Sterling whipsaws and FTSE 100 falls as Bank of England makes surprise 0.5% rate hike

The Bank of England has voted to make a surprise 0.5% increase in benchmark interest rates to 5%. Consensus estimates were for a 0.25% rate hike.

The Bank of England voted 7-2 in favour of a 50bps rate hike citing concerns about stubbornly high levels of inflation.

“With inflation holding firm at 8.7%, the Bank of England had little choice but to press ahead with another interest rate rise,” said Rachel Winter, Partner at Killik & Co.

“This decision will lead to more pain for those on variable rate mortgages or with fixed deals about to expire, and disappointment for those hoping to borrow to buy a new property. Shares in housebuilders sagged on Wednesday as investors feared that further interest rate rises would reduce demand for homes.”

Some economists now predict the impact of higher mortgage rates and other borrowing costs will push the UK into recession.

In the immediate market, the FTSE 100 fell towards session lows and GBP/USD whipsawed as traders weighed the consequences for the UK economy.

FTSE 100 movers

Ocado was the standout performer on Thursday after The Times reported Amazon could be lining up a bid for the premium food retailer. Ocado shares were over 30% higher at the time of writing.

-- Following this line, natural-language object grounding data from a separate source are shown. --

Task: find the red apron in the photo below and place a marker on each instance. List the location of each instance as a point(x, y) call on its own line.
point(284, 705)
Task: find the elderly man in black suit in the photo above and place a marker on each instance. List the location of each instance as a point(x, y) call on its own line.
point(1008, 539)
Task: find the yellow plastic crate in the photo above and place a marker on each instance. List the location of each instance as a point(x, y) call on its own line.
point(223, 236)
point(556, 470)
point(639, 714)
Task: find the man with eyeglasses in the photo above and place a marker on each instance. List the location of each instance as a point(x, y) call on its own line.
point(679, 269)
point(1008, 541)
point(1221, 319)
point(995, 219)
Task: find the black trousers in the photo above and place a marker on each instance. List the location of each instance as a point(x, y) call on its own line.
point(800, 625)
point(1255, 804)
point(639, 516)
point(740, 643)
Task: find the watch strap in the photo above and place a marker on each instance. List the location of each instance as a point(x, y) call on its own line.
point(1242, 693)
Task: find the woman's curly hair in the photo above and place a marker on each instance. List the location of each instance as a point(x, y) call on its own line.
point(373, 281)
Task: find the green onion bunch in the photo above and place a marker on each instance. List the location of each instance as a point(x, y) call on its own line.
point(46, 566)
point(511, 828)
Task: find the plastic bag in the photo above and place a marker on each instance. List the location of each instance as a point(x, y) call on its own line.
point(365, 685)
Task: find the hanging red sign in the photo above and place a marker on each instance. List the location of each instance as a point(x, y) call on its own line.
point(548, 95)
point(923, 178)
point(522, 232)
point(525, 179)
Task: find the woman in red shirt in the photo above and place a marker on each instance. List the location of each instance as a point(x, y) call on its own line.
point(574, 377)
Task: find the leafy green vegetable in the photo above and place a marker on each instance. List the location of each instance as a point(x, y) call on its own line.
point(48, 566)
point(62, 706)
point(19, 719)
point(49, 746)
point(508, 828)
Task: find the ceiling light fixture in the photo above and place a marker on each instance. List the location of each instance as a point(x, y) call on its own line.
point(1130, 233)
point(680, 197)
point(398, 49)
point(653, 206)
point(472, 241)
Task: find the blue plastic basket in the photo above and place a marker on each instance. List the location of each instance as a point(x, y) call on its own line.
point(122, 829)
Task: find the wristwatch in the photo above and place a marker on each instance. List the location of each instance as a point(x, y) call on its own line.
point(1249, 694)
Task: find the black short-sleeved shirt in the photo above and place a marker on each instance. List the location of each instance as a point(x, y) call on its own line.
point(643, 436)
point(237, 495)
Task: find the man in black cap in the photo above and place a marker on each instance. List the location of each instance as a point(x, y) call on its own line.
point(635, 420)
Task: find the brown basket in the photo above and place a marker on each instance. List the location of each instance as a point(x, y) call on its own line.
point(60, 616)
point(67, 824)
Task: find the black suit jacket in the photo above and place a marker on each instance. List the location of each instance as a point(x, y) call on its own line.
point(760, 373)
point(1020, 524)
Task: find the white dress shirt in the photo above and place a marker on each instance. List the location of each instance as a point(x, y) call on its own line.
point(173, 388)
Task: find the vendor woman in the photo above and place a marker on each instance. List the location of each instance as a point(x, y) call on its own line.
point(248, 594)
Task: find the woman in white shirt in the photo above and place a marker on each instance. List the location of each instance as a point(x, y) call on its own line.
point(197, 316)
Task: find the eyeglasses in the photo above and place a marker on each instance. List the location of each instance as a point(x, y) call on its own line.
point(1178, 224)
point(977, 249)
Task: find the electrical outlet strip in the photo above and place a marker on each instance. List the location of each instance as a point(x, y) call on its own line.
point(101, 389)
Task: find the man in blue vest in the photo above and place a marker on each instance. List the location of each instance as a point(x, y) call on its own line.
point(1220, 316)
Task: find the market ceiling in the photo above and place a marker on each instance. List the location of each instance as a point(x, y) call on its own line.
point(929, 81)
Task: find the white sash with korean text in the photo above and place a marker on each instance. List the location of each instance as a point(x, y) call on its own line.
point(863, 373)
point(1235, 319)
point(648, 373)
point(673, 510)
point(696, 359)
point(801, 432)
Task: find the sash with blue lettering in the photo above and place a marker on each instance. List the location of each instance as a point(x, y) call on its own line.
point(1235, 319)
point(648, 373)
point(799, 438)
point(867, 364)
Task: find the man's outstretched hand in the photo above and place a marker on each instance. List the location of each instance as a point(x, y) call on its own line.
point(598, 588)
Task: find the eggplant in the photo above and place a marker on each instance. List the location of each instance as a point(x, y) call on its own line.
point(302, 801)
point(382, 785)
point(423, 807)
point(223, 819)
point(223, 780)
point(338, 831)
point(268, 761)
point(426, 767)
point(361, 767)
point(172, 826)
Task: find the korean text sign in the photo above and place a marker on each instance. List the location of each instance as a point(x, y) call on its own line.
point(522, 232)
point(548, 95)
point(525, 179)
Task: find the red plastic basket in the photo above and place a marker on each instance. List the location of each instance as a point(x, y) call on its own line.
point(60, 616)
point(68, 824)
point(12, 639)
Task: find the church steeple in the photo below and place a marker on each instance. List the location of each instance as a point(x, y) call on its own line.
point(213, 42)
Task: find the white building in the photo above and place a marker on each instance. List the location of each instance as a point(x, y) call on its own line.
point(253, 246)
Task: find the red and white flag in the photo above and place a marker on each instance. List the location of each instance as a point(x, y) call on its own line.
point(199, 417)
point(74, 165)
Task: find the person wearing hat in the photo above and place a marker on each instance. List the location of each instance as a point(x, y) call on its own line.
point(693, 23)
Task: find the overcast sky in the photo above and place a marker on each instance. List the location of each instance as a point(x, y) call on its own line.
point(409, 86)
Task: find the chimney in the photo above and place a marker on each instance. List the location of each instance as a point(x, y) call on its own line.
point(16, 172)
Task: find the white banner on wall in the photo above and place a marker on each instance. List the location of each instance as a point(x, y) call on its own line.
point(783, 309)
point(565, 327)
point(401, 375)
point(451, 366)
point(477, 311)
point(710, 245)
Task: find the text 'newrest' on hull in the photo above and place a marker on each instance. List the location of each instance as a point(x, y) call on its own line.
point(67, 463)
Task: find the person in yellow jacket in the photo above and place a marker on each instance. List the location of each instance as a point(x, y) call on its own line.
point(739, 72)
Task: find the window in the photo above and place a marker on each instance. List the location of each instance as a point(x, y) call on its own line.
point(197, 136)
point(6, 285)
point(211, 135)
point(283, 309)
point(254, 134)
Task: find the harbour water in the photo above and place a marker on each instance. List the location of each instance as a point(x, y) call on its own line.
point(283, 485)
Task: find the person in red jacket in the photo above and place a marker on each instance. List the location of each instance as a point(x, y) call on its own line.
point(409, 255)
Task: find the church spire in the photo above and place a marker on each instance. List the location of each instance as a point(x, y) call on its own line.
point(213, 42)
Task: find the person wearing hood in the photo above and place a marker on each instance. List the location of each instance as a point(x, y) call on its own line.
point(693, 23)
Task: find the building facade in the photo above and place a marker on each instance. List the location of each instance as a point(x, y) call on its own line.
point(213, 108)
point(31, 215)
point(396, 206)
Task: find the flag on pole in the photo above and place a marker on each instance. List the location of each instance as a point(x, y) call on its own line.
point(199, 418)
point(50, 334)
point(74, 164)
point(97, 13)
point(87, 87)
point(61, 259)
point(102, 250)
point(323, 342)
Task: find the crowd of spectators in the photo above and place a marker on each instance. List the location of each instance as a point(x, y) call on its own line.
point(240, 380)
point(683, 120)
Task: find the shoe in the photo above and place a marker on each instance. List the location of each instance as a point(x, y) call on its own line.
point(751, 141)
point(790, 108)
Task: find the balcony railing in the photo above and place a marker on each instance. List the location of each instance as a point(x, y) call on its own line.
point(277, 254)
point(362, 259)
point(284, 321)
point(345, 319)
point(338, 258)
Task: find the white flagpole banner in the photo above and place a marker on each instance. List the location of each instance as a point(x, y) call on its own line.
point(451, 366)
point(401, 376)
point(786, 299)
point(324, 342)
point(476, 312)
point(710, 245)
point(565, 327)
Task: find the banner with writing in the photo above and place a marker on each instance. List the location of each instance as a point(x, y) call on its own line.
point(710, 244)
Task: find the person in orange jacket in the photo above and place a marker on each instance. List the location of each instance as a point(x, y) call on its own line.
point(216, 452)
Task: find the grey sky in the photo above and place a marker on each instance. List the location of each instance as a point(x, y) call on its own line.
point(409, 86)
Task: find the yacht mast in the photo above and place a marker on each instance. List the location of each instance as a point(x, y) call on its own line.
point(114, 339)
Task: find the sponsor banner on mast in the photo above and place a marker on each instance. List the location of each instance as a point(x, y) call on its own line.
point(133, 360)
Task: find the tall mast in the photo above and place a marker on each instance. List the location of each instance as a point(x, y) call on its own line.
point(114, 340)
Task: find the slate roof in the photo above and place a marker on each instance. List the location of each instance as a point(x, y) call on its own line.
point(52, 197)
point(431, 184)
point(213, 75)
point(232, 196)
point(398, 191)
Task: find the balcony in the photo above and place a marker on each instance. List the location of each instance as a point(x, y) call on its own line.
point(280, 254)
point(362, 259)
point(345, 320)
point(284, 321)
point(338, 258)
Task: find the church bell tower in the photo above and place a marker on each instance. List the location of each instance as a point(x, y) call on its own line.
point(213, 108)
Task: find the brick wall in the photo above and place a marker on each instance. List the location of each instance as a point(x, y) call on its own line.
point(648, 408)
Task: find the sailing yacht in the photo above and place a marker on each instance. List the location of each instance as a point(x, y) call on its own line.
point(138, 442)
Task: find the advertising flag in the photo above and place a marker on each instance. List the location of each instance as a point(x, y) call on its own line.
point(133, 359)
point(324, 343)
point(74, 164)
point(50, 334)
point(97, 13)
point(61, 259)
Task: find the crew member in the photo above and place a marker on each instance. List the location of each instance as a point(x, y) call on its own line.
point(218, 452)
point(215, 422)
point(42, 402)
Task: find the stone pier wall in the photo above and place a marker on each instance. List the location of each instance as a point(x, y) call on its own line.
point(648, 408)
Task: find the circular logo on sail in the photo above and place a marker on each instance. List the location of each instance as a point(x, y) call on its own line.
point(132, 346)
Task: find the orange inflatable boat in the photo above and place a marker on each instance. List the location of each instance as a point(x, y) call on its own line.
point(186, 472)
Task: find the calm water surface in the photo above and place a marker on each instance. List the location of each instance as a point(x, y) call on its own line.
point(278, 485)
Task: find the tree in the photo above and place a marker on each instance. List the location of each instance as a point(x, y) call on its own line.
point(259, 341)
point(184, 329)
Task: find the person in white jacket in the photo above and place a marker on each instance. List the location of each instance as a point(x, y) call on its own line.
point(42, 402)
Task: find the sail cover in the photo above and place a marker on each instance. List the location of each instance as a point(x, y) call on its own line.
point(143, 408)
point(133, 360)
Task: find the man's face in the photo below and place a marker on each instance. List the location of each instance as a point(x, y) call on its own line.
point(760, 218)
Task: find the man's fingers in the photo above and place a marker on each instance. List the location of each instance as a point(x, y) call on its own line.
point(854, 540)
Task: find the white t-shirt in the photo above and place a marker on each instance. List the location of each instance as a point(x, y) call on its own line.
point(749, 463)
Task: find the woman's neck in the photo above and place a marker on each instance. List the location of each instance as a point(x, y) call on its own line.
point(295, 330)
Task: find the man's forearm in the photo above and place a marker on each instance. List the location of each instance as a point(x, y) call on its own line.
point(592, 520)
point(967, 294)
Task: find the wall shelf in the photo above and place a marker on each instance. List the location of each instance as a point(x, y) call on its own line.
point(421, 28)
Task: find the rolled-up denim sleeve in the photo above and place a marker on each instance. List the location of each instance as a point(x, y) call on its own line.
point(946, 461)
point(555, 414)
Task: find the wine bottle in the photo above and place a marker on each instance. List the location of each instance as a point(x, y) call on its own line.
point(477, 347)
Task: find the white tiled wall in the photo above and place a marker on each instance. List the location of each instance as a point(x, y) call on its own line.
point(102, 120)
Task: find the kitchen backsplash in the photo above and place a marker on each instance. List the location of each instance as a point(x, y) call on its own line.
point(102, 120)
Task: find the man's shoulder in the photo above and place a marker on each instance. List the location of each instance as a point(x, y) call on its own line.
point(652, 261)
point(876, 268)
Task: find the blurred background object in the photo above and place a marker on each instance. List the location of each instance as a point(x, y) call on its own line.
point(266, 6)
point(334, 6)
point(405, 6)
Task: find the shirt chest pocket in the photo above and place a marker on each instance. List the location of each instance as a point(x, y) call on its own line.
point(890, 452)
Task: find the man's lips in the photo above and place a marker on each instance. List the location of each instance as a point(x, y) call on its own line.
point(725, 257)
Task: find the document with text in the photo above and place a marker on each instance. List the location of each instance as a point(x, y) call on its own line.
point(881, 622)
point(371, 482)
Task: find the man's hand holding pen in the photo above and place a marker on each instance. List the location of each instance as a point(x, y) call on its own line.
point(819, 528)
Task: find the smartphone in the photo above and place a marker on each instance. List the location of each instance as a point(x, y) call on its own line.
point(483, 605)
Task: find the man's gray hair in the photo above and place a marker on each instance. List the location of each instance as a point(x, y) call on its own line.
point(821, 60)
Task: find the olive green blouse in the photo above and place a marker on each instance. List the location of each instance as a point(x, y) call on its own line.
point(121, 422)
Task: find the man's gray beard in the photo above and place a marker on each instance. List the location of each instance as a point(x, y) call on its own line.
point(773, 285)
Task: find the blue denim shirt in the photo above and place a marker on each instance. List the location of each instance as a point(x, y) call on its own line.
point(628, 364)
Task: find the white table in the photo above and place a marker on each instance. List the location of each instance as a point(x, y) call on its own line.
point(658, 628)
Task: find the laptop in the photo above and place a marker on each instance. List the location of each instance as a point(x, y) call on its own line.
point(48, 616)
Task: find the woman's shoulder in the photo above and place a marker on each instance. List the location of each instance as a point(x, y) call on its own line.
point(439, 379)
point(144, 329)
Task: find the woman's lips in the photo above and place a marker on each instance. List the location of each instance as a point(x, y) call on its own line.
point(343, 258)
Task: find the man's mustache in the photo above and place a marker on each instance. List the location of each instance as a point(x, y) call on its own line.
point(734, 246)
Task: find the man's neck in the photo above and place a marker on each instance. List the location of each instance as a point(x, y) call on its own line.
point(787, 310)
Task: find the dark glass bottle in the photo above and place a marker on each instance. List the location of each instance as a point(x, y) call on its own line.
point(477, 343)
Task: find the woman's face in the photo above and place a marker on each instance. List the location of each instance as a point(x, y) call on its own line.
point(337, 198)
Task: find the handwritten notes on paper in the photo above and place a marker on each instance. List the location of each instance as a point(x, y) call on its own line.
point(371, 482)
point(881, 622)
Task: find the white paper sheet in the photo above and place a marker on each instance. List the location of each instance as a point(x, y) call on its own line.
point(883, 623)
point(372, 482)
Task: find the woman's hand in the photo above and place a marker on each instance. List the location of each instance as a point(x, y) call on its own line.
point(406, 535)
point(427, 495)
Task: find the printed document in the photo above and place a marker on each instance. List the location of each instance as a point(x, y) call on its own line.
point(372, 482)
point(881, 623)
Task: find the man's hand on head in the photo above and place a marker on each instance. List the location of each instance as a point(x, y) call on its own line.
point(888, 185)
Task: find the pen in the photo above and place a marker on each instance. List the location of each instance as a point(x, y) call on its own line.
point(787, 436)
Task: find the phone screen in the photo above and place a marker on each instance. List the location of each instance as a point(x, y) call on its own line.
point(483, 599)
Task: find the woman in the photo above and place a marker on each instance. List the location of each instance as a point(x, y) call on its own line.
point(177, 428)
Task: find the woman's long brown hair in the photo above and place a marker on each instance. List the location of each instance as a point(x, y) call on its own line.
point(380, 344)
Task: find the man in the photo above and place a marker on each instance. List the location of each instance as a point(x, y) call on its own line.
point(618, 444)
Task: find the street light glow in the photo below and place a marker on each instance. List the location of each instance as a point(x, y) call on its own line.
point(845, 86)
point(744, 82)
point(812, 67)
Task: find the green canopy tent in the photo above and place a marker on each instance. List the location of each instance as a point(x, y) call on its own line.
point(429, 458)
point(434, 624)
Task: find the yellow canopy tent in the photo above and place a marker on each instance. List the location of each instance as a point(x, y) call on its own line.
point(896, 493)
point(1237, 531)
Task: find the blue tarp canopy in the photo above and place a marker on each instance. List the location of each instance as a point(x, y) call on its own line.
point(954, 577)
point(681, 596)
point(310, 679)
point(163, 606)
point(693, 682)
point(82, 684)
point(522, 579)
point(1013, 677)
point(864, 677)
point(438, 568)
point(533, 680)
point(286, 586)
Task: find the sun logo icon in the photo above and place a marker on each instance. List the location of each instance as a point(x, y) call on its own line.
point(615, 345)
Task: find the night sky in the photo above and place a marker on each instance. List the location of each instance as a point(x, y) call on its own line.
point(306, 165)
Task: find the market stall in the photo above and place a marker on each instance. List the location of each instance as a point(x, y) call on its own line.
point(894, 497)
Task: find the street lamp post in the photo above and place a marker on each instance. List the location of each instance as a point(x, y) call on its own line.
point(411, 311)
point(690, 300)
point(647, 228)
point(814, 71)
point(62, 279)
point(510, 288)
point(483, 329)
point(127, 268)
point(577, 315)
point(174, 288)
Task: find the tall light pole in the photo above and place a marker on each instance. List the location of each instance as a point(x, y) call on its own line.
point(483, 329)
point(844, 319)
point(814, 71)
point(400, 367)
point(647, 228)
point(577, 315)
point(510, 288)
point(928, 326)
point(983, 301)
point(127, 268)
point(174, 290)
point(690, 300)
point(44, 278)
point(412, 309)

Concerns about the implications for the UK economy battered the FTSE 100’s domestically facing sectors.

Housebuilders were down heavily, as were the UK banks. Persimmon was off around 3% while NatWest, Lloyds and Barclays fell between 1%-3%.

A plethora of FTSE 350 traded ex-dividend and Airtel Africa was the FTSE 100’s biggest faller, down 6%, as the stock traded without the rights to a 3.27 cents dividend.